It seems that modifications to my /etc/ssh/sshd_config file are not picked up by the SSH daemon. For test purposes, I included a DenyUsers *, did service ssh restart, and even rebooted the whole system. But I still can ssh from remote.

How can I check that the /etc/ssh/sshd_config file gets read by sshd?

0

1 Answer

If I am not sure if a program reads a specific config file (or in which order), I try to trace the open syscalls with strace. To do this stop the ssh daemon. Then start it manually in the terminal by:

strace -e open -ostrace.out /usr/sbin/sshd

After it has started you should have a file in your current working directory called strace.out.
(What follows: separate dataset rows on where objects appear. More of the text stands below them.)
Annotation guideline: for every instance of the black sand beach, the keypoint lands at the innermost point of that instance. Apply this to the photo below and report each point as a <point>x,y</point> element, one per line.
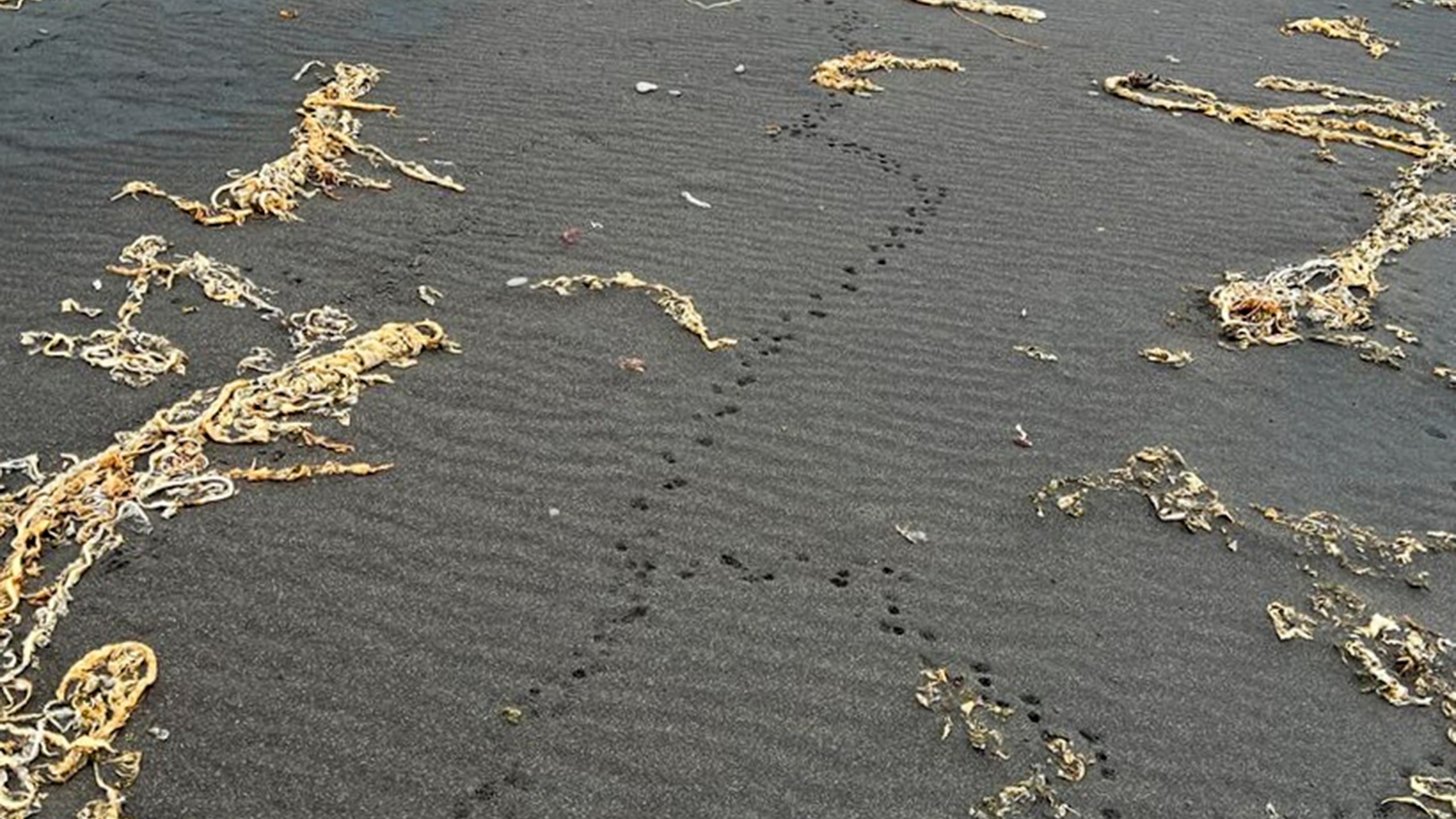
<point>719,618</point>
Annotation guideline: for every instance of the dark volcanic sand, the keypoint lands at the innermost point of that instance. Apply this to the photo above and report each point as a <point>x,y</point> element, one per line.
<point>342,647</point>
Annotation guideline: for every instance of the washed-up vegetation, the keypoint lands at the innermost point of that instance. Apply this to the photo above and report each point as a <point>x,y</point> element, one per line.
<point>85,509</point>
<point>133,356</point>
<point>324,139</point>
<point>1333,292</point>
<point>843,73</point>
<point>679,307</point>
<point>1351,28</point>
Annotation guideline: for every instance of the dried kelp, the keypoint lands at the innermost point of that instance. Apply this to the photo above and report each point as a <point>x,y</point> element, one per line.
<point>1290,623</point>
<point>1337,291</point>
<point>160,467</point>
<point>1362,550</point>
<point>1023,14</point>
<point>312,328</point>
<point>1160,474</point>
<point>1168,358</point>
<point>133,356</point>
<point>1426,791</point>
<point>679,307</point>
<point>325,136</point>
<point>1350,28</point>
<point>842,73</point>
<point>957,703</point>
<point>960,704</point>
<point>1036,353</point>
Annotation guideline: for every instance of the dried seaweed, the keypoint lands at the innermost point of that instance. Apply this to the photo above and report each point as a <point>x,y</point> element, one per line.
<point>1337,291</point>
<point>1349,27</point>
<point>679,307</point>
<point>1362,550</point>
<point>133,356</point>
<point>325,136</point>
<point>309,330</point>
<point>160,467</point>
<point>1160,474</point>
<point>842,73</point>
<point>958,704</point>
<point>1290,623</point>
<point>1168,358</point>
<point>1036,353</point>
<point>1023,14</point>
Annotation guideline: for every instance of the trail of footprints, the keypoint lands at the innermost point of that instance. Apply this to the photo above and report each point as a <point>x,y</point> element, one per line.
<point>640,569</point>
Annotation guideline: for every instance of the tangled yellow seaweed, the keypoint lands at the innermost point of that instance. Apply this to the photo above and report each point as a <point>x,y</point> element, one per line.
<point>676,305</point>
<point>316,164</point>
<point>1160,474</point>
<point>160,467</point>
<point>133,356</point>
<point>842,73</point>
<point>1337,291</point>
<point>1349,27</point>
<point>1023,14</point>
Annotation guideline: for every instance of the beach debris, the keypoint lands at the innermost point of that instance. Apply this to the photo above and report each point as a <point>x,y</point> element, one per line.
<point>306,68</point>
<point>1360,550</point>
<point>1161,475</point>
<point>136,358</point>
<point>1023,439</point>
<point>1290,623</point>
<point>1351,28</point>
<point>316,164</point>
<point>1036,353</point>
<point>1407,337</point>
<point>73,307</point>
<point>631,365</point>
<point>679,307</point>
<point>1334,292</point>
<point>957,704</point>
<point>1023,14</point>
<point>842,73</point>
<point>1168,358</point>
<point>311,328</point>
<point>913,537</point>
<point>88,504</point>
<point>259,361</point>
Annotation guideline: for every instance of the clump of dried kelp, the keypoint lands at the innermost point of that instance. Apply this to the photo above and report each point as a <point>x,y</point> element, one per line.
<point>842,73</point>
<point>1160,474</point>
<point>1334,292</point>
<point>133,356</point>
<point>676,305</point>
<point>1350,28</point>
<point>160,467</point>
<point>1023,14</point>
<point>1362,550</point>
<point>1177,361</point>
<point>321,142</point>
<point>957,703</point>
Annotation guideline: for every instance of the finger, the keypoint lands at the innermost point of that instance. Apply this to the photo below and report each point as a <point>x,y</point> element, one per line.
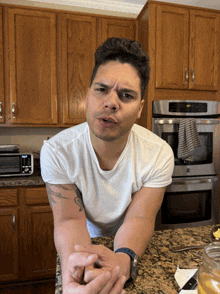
<point>118,286</point>
<point>81,259</point>
<point>91,273</point>
<point>116,283</point>
<point>76,264</point>
<point>99,283</point>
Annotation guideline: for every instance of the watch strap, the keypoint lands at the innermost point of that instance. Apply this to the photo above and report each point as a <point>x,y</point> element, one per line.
<point>128,251</point>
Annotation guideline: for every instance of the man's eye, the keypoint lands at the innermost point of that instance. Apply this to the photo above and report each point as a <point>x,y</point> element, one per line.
<point>126,96</point>
<point>100,89</point>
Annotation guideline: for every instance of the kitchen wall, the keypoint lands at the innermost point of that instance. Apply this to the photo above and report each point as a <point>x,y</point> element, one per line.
<point>29,139</point>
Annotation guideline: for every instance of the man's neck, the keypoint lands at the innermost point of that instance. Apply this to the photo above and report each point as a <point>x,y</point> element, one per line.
<point>108,153</point>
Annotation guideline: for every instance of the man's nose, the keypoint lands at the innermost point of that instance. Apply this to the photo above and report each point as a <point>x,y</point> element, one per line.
<point>112,101</point>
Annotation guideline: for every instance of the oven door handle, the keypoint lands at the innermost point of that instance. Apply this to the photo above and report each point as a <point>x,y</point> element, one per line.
<point>170,121</point>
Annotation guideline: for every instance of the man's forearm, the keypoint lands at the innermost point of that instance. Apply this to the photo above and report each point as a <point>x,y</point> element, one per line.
<point>66,235</point>
<point>134,234</point>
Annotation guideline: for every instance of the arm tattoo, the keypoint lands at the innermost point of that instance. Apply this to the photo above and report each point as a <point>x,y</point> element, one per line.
<point>52,194</point>
<point>78,200</point>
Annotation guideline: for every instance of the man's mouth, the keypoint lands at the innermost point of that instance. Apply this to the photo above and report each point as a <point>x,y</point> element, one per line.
<point>108,120</point>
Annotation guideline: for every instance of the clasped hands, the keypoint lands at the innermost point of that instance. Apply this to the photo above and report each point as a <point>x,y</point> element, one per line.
<point>95,269</point>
In my case it looked like this (output stripped down):

open("/etc/ld.so.cache", O_RDONLY|O_CLOEXEC) = 3
...
many libraries
...
open("/proc/filesystems", O_RDONLY) = 3
open("/dev/null", O_RDWR) = 3
open("/usr/lib/ssl/openssl.cnf", O_RDONLY) = 3
open("/etc/ssh/sshd_config", O_RDONLY) = 3 <--- here sshd_config was opened
open("/dev/urandom", O_RDONLY|O_NOCTTY|O_NONBLOCK) = 3
open("/etc/gai.conf", O_RDONLY|O_CLOEXEC) = 3
open("/etc/nsswitch.conf", O_RDONLY|O_CLOEXEC) = 3
open("/etc/ld.so.cache", O_RDONLY|O_CLOEXEC) = 3
...
open("/etc/passwd", O_RDONLY|O_CLOEXEC) = 3
...
ssh keys
...
open("/etc/ssh/blacklist.ECDSA-256", O_RDONLY) = -1 ENOENT (No such file or directory)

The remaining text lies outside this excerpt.